Foto: UNRWA/ Fotos Públicas (06/04/2015)
Foto: UNRWA/ Fotos Públicas (06/04/2015)

Um homem se dirige ao posto de saúde. Há cinco anos já não sabe pensar direito. Trabalho não há mais. E, se houvesse, seria mais difícil agora, sem os instrumentos que teve que vender. Uma parte da casa foi destruída. A escola já não funciona e as crianças estão à toa. Tudo está mais caro e ele já não tem a quem pedir emprestado. Muitas são as noites em que se dorme com fome. A água potável, antes tão abundante, agora é um luxo raro. As condições sanitárias são péssimas e mesmo doenças antes desaparecidas voltam com força. Vai agora ao hospital que, tantos outros tendo fechado ou sido bombardeados, estará apinhado de gente. Antes de chegar, passa por ele uma ambulância que ele não sabe ser falsa. Ela explode na esquina e ele já não pensará em nada.

Um outro menino, 9 ou 10 anos, chega a uma escola no Líbano. Caminhou alguns quilômetros desde o acampamento para chegar ali. Quer saber se há vagas. Já não as há, os refugiados são muitos, a escola não dá mais conta. Ele insiste. Exige as vagas. Hoje voltará para o lugar de onde veio, mas amanhã trará seus dois irmãos menores e é preciso que haja vagas.
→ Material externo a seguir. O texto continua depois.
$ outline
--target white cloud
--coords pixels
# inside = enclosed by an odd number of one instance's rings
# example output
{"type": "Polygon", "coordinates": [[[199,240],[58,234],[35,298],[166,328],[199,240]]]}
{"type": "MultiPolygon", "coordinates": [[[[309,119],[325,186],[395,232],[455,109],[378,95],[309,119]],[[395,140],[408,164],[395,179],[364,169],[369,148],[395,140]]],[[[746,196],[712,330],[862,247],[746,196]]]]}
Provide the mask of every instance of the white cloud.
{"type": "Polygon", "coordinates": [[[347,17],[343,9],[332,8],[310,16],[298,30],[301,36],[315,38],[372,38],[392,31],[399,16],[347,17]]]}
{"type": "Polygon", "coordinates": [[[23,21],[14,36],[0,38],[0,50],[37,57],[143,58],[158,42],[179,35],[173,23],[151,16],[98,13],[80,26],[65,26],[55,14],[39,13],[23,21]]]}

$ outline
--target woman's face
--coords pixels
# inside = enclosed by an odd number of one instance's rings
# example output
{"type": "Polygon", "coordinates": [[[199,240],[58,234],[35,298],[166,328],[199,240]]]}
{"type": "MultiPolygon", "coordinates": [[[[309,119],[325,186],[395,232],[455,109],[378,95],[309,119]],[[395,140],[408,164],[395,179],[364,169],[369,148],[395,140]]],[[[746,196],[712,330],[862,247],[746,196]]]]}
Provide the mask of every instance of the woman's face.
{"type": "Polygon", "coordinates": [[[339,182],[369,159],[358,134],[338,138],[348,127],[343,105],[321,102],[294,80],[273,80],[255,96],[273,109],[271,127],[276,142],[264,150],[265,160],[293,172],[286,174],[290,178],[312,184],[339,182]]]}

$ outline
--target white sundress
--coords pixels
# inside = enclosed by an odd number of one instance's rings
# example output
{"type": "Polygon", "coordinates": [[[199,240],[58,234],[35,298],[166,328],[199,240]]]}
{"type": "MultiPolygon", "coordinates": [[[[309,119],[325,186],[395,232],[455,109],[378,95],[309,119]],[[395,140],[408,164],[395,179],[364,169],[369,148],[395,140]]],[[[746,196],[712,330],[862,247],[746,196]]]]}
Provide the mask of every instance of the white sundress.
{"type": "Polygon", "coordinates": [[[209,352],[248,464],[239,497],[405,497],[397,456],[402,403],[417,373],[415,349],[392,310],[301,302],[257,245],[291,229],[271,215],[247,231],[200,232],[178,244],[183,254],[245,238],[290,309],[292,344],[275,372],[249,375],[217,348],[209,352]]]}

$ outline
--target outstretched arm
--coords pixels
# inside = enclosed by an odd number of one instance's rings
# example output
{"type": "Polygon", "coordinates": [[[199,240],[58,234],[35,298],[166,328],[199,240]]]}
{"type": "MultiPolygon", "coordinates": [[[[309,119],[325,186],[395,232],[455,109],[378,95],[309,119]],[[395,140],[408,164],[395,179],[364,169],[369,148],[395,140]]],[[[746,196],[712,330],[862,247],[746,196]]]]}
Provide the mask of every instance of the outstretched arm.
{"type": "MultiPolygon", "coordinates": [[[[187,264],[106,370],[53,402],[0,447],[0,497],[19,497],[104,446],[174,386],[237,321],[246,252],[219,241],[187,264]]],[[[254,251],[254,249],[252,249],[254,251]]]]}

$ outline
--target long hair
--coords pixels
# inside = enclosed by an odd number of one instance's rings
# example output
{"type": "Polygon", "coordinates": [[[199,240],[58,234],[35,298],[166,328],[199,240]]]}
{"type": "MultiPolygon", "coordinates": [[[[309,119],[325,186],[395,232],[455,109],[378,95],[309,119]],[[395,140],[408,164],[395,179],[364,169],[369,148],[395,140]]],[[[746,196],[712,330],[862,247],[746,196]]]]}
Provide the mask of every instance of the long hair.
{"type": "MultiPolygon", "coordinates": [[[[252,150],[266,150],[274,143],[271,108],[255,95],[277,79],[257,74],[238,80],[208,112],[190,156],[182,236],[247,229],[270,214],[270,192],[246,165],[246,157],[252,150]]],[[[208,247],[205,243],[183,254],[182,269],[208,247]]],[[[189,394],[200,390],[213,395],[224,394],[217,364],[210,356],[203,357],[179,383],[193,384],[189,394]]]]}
Uma moça, jovem ainda, há não muito tempo brincava ainda os jogos de meninas. Seu mundo ainda era conhecido e seguro, antes que junto com a sua família fosse arrancada pela raiz da sua vida. Ela intui que algum negócio se prepara. Aquela senhora, em cuja aparência tudo é normalidade, à exceção da malícia nos olhos e do caráter esquivo de alguns gestos, fala docemente com o seu pai, que agora parece perdido e que há muitos dias não olha senão para o chão. A mãe, que chora permanentemente, agora parece fria e ausente, não quer ouvir a conversa e não ousa voltar-se para a filha. A falta de tudo e a fome que nunca antes tinham conhecido transformaram as coisas. Aquela substância que mantinha em pé e unia os seus parece se esfarelar. Ela intui que talvez esteja por desempenhar um papel maior naquela tragédia familiar. Sim, talvez seja ela o objeto do negócio.  Sim, certamente, será ela a por alimento na mesa.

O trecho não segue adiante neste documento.